Kim Yoo-taek

Personal information
- Born: 10 October 1963 (age 62) South Korea
- Nationality: South Korean
- Listed height: 197 cm (6 ft 6 in)

Career information
- College: Chung-Ang University
- Playing career: 1987–2000
- Position: Center
- Coaching career: 2002–2014

Career history

Playing
- 1987–2000: Kia Motors / Busan Kia Enterprise

Coaching
- 2002–2005: Myongji High School basketball team (head coach)
- 2008–2009: South Korea men's national team (assistant coach)
- 2009–2011: Daegu Orions (assistant coach)
- 2011–2015: Chung-Ang University basketball team (head coach)

Career highlights
- KBL Championship (1997); KBL Sixth Man Award (1997); Ulsan Hyundai Mobis Phoebus number 14 retired;

= Kim Yoo-taek =

South Korean basketball player

Kim Yoo-taek (born October 10, 1963 in Pocheon, Gyeonggi Province, South Korea) is a former South Korean basketball player.

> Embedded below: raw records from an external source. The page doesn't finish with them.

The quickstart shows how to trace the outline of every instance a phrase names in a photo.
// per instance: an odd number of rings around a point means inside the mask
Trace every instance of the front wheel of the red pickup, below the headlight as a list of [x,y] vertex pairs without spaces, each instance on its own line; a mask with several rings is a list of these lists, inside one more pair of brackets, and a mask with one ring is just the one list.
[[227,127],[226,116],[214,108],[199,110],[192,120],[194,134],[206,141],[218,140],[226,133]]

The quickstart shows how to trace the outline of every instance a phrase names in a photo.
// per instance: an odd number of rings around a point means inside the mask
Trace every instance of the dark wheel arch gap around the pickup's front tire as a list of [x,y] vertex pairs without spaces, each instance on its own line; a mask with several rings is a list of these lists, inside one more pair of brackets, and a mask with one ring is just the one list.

Although positioned as a center due to his height, Kim possessed the ball-handling skills of a guard and was equally capable of playing inside and outside. He is considered one of the greatest Asian centers to ever play the game, along with Carlos Loyzaga and Yao Ming.

==Early life==
Kim began playing basketball because his high school team lacked tall players and recruited him. He played for Myongji High School, whose basketball team was still relatively new.

==Career==
Kim attended Chung-Ang University alongside Han Ki-bum and Hur Jae. He, Hur and Kang Dong-hee, dubbed the "Hur-Dong-Taek Trio", formed the offensive core of the Chung-Ang University team which dominated college basketball during the 1980's. He joined the Busan-based amateur team of Kia Motors, the predecessor of Ulsan Hyundai Mobis Phoebus. Hur and Kang later joined him and the "Hur-Dong-Taek Trio" led Busan Kia to dominate the pre-KBL era competition. In 1996, he reached 4,000 career points. With the founding of the professional league (Korean Basketball League) in 1997, Kim stayed on with the team and retired in 2000. He was the oldest professional player at that time. After retirements of Hur and Kang, the media dubbed it the "end of an era".

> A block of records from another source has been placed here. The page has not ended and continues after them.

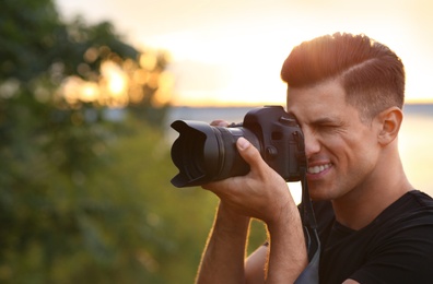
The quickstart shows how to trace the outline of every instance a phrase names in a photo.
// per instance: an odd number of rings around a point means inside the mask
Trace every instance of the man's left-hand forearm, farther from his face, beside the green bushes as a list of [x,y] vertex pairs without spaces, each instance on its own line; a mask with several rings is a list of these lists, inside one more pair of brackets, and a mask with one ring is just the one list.
[[197,283],[243,283],[245,247],[249,217],[241,216],[220,204]]

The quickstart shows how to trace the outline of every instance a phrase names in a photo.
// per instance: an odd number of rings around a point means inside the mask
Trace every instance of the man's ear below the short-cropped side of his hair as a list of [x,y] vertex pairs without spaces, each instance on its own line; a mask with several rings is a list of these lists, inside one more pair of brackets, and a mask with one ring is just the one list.
[[377,139],[379,144],[385,146],[397,138],[402,118],[402,110],[398,107],[387,108],[377,115],[376,119],[379,127]]

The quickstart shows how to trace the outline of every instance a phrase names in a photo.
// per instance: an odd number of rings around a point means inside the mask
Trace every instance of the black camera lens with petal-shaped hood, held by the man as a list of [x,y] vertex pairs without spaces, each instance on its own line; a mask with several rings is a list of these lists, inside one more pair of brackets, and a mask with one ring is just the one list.
[[176,120],[172,128],[179,132],[172,146],[172,159],[179,169],[172,179],[176,187],[200,186],[247,174],[249,166],[235,145],[239,137],[260,147],[256,135],[242,127],[223,128],[201,121]]

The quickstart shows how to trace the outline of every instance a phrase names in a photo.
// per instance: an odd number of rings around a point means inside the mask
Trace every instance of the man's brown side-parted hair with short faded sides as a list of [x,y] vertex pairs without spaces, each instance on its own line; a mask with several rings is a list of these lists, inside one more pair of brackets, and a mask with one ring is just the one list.
[[405,68],[387,46],[365,35],[333,34],[304,42],[283,63],[281,78],[291,87],[308,87],[337,79],[346,102],[372,119],[405,102]]

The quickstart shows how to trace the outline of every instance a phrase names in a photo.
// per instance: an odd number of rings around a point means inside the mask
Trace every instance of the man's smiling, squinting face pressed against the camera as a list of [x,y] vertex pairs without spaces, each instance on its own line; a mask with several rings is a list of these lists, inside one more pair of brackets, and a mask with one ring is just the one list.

Busan Kia Enterprise retired his number 14 jersey in 2000, a legacy carried on by its successor team Ulsan Hyundai Mobis Phoebus. He was nicknamed "Stork" (황새) due to his gangly stature and the fact that his ability on the court belied his meticulous and strict appearance.

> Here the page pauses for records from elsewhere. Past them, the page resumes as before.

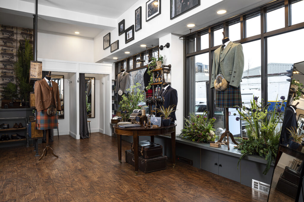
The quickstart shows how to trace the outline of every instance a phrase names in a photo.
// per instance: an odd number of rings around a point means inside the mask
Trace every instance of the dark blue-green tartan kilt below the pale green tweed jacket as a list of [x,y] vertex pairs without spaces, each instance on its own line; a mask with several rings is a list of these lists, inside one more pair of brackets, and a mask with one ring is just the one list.
[[238,105],[242,107],[242,96],[240,85],[238,88],[230,86],[225,91],[215,92],[215,106],[219,108],[233,108]]

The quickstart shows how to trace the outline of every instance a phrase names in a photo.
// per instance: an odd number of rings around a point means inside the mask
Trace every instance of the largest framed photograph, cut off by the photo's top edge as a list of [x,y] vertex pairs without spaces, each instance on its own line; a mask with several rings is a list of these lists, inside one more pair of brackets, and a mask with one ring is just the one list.
[[200,0],[171,0],[170,2],[171,20],[201,5]]

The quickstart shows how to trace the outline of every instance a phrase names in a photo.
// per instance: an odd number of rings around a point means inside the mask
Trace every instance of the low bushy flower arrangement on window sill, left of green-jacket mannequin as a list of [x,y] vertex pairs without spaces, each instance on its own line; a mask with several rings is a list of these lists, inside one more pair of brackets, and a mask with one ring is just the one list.
[[208,119],[206,112],[202,115],[189,113],[185,120],[185,129],[181,130],[180,137],[197,142],[215,141],[215,129],[213,128],[216,118]]

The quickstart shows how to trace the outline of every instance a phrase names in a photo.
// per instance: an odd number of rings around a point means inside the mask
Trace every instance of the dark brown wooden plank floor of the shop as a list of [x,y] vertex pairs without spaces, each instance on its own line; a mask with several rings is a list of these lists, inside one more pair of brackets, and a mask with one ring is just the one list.
[[[42,153],[45,143],[39,145]],[[119,164],[115,137],[68,135],[51,143],[59,156],[38,161],[33,147],[0,149],[0,201],[266,201],[267,194],[177,162],[150,174],[124,160]],[[48,154],[49,155],[49,154]]]

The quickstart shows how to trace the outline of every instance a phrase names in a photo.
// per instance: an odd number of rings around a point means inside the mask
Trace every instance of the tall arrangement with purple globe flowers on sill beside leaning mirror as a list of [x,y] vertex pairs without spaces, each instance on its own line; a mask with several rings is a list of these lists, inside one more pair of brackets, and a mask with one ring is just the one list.
[[267,164],[263,174],[266,175],[278,151],[282,127],[280,122],[283,119],[283,113],[281,112],[285,108],[285,96],[281,96],[280,101],[275,101],[275,107],[271,110],[269,108],[271,103],[262,107],[262,103],[258,104],[257,100],[258,97],[255,96],[250,101],[251,109],[249,110],[245,106],[243,108],[235,106],[240,114],[240,117],[237,117],[236,120],[248,123],[246,126],[248,140],[239,138],[241,142],[235,148],[243,154],[238,164],[247,154],[259,154],[261,157],[265,157]]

==Post-retirement career==
In 2002, Kim was appointed head coach of the basketball team at his alma mater Myongji High School. During his first season in charge, he led them to success at the spring championships.

He worked as a commentator for SPOTV.

==Personal life==
Kim has two sons who are professional basketball players. He and his first wife divorced and she was granted primary custody of their son Jin-soo, who later adopted his stepfather's surname Choi as an adult.